When In Need Foundation
- Abbreviation: WIN
- Founder: Chetachi Nwoga-Ecton
- Type: 501(c)(3) nonprofit
- Headquarters: Philadelphia, Pennsylvania, U.S.
- Region served: United States and Nigeria
- President: Chetachi Nwoga-Ecton
- Website: winfound.org

= When In Need Foundation =

American charitable organization

The When In Need Foundation (WIN) is an American 501(c)(3) charitable organization headquartered in Philadelphia, Pennsylvania, which operates health, education, and food security programs in the United States and Nigeria. It maintains a branch in Queens, New York, and has been recognized as tax-exempt by the Internal Revenue Service since September 2014.

== History ==

Founder Chetachi Nwoga-Ecton in 2018

The foundation was established by Chetachi Nwoga-Ecton, a Nigerian-born businesswoman who emigrated to the United States and settled in Philadelphia, where she founded a home healthcare agency serving people with intellectual and developmental disabilities. Billboard reported in August 2014 that the organization was then rebuilding and furnishing an elementary school in Nigeria. The foundation received federal tax-exempt status the following month.

Writing in the Queens Gazette in 2018, Thomas Cogan described the organization as working to support under-resourced communities in both rural and urban settings, with activity concentrated in Nigeria but extending to South America and the United States.

== Organization ==

The foundation is headquartered in Philadelphia and operates a branch in Queens, New York, where it is a member of the Queens Chamber of Commerce. Speaking to PHL17 in 2016, Nwoga-Ecton said the organization was run by herself and three colleagues and that its teams carried out missions directly on the ground rather than through intermediaries. The Internal Revenue Service classifies the organization under the Youth Development category of the National Taxonomy of Exempt Entities.

Form 990 filings show total revenue of approximately $7.3 million between 2018 and 2024, derived entirely from contributions, with no program service or investment income reported in any year. Annual revenue has varied considerably over that period, from $2.79 million in 2021 to $100,032 in 2024.

== Programs ==

The Queens Gazette reported in 2018 that the organization's four principal areas of activity were food and agriculture, clean water, health care, and education, with its greatest emphasis on health care and particularly on combating malaria. Its principal international program, Mission of Mercy, was reported that year to work with seventeen orphanages across seven countries and territories, namely Nigeria, Argentina, Chile, the Bahamas, the Dominican Republic, the Turks and Caicos Islands, and the United States. PHL17 reported in 2016 that the program had also operated in Uruguay, the United Kingdom, and Italy, and that the organization had provided shoes to children, food to homeless people, and grants for higher education.

=== United States ===

The foundation has held an annual Thanksgiving dinner in Corona, Queens, for families unable to afford a holiday meal. Covering the 2015 event, NY1 reported that hundreds of residents attended, that entertainment was provided, and that families were able to take food home afterward.

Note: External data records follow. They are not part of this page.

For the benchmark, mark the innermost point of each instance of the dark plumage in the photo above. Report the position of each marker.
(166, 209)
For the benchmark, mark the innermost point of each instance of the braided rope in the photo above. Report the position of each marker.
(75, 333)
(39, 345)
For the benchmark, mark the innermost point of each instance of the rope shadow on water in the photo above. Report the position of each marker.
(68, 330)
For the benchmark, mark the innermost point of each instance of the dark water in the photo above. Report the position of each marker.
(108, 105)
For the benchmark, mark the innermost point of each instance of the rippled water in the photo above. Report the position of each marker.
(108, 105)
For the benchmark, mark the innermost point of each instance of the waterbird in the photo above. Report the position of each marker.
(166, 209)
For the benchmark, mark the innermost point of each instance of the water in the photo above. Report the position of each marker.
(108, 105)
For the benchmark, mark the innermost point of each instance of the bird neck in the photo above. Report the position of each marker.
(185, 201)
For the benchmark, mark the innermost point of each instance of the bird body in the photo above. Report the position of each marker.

In Corona it has also partnered with local Dominican organizations on summer programs for schoolchildren and a back-to-school event distributing backpacks, and it has conducted health outreach in Forest Hills including counselling for teenage mothers.

The organization distributes prom and graduation gowns to students in Philadelphia and Queens, which the Queens Gazette reported amounted to approximately 300 dresses each spring, and has awarded educational scholarships including a $1,000 award to a student in Ozone Park, Queens.

In August 2016 CBS News Philadelphia reported on assistance the foundation provided to a single mother of six in Southwest Philadelphia who had been unable to pay an electricity bill of approximately $4,000 and had spent several months moving between hotels with her children. Volunteers supplied food, water, backpacks, and school supplies, and paid part of the arrears, enabling the family to return to their home.

=== Nigeria ===

In November 2016 the foundation sent a team to three rural communities in Nigeria to provide eye examinations and prescription glasses, appealing publicly beforehand for donations of over-the-counter medicines.

In 2017 it conducted a medical mission to Imo State involving approximately thirty doctors, which was joined by New York State Senator James Sanders Jr.. Sanders spent two weeks in Nigeria with the organization and was conferred an honorary chieftaincy by four traditional rulers during the visit.

In November 2018 the foundation carried out free medical testing and drug distribution, alongside food distribution, at Katampe II in the Mpape district of Abuja. A doctor working with the team told Daily Trust that the outreach aimed to serve approximately 3,000 people and to provide preventive health counselling.

In November 2024 Daily Trust reported that a foundation event in Abuja provided assistance to 370 widows, 20 students, and 10 trainees, with 100 of the women drawn from the Federal Capital Territory and 270 being widows of civilian, military, and police personnel. Speakers at the event included Noah Emmanuel, national president of the Non-governmental Association for Literacy Support Services, and Usman Nga Kupi, the Sa'Peyi of Garki.